Wei: Personally, with the aid of deep learning, together with the ever-increasing amount of data and computational power, I think supervised image classification problem will be solved in the next three years. However, it does not mean the visual recognition problem is solved entirely. For example, deep learning is still far from perfect in solving higher-level recognition problems, like object detection and segmentation. Of course, real time video analysis is another challenge. Although I am not sure whether these problems will be solved in a short time, I do have strong belief that the coming progress will be great. The other key aspect I’d like to see is in unsupervised learning. Whether the machine can learn the basic structure of the world without human supervision is also an interesting topic, and the research in this direction is still not quite as popular, compared to supervised visual recognition.

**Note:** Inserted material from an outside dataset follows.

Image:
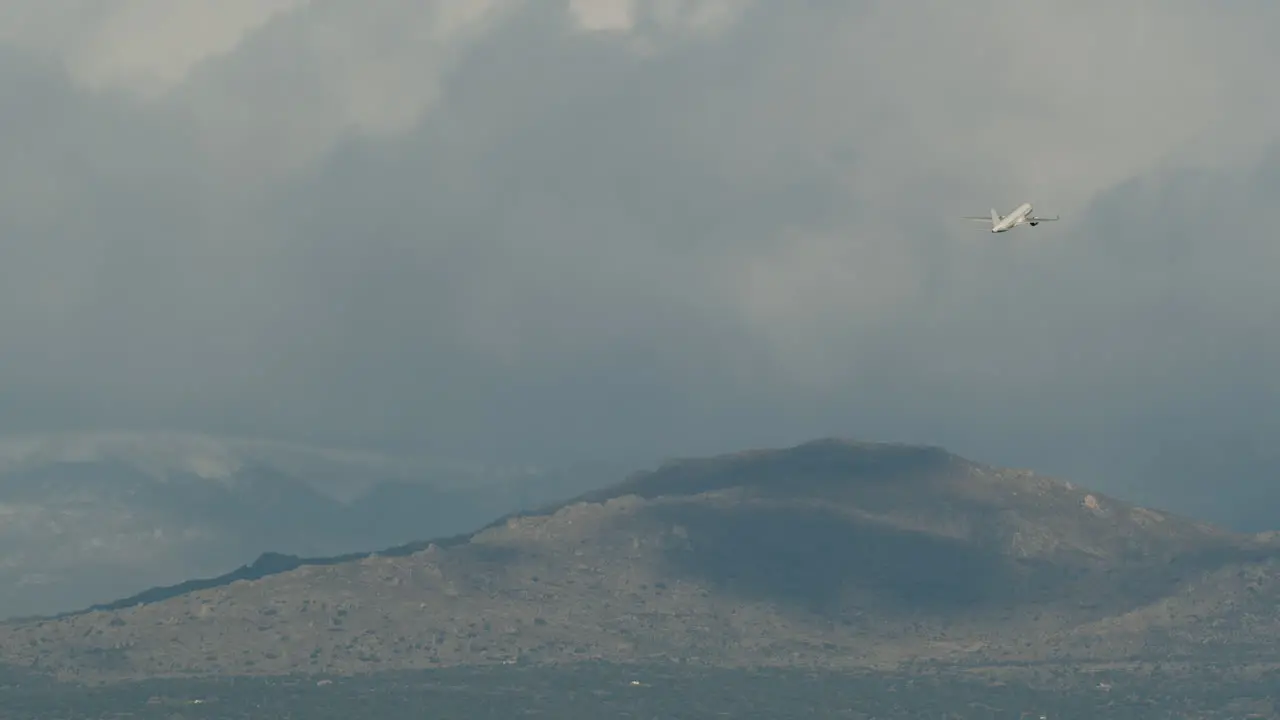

Outside of the lab and the office, Dr. Xia has some of the same hobbies as anyone else. He’s got a penchant for film and loves basketball, and when asked about his biggest influences, he likes to keep things classic: “In philosophy, Albert Einstein, Bill Gates and Steve Jobs have influenced me the most. Einstein lit the fire of scientific curiosity for me when I was young. Bill Gates showed me the great possibilities that technology can bring to us, while Jobs’ famous words about combining arts and technology has always inspired me to think about technology from different perspectives.” But there’s a more personal influencer, whom he credits with his greatest inspiration. “It’s my wife,” he says with a smile. “She has a very optimistic mind about life and a strong appreciation for anything beautiful, however small it may be.”